In re James J.

—Order unanimously affirmed with*961out costs. Memorandum: Initially, we note that respondent’s notice of appeal is premature because it was filed before the entry of the order from which the appeal is taken (see, Spano v County of Onondaga, 170 AD2d 974, lv denied 77 NY2d 809, lv dismissed 77 NY2d 989; Matter of Wayne M. v Francis N., 154 AD2d 837, 839). Nevertheless, in the exercise of our discretion and in the interest of judicial economy, we address the merits of the appeal (see, CPLR 5520 [c]; Spano v County of Onondaga, supra).

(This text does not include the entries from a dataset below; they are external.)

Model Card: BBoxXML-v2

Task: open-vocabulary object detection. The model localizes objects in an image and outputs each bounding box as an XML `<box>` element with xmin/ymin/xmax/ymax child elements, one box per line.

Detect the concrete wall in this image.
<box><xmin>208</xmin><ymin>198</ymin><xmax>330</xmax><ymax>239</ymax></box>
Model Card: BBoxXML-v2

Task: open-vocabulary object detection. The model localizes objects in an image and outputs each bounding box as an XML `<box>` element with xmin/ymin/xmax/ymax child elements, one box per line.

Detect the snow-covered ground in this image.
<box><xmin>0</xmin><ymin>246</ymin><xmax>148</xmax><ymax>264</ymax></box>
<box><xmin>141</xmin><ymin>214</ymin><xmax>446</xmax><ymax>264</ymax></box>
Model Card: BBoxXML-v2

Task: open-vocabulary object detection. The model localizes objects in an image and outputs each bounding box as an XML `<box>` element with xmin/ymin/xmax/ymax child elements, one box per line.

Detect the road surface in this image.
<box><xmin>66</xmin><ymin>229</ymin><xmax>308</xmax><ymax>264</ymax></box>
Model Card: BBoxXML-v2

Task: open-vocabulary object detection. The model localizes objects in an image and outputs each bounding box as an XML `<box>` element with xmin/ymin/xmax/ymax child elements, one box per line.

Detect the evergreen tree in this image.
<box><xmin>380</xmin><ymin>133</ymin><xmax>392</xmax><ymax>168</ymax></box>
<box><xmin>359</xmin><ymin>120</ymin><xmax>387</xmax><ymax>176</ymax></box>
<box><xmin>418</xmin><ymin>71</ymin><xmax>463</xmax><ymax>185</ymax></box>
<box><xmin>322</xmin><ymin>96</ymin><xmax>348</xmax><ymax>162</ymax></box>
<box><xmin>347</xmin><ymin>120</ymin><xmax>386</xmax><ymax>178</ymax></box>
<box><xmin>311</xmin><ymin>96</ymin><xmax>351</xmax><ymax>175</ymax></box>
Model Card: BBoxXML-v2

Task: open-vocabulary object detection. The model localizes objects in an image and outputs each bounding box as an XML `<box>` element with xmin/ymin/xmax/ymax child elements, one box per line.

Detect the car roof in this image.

Family Court properly concluded that petitioner met its burden of proving by clear and convincing evidence that respondent, by reason of mental illness, is presently and for the foreseeable future unable to provide proper and adequate care for her child and that it is likely that the child would be in danger of becoming a neglected child if he were placed in respondent’s care and custody (see, Social Services Law § 384-b [4] [c]; [6] [a]; Matter of Joseph R., 191 AD2d 1034; Matter of Bryant S., 188 AD2d 1078; Matter of Stephen B., 176 AD2d 1204, lv denied 79 NY2d 752, appeal dismissed 79 NY2d 914). The examining psychiatrist gave uncontradicted testimony that respondent has suffered from paranoid schizophrenia for at least 20 years and that she fails to understand her mental illness or her need for medication. Additionally, he testified that respondent’s prognosis for a long-term stable level of rational performance is poor. Respondent failed to proffer any evidence to the contrary. (Appeal from Order of Erie County Family Court, Dillon, J.—Termination of Parental Rights.) Present—Pine, J. P., Balio, Fallon, Callahan and Davis, JJ.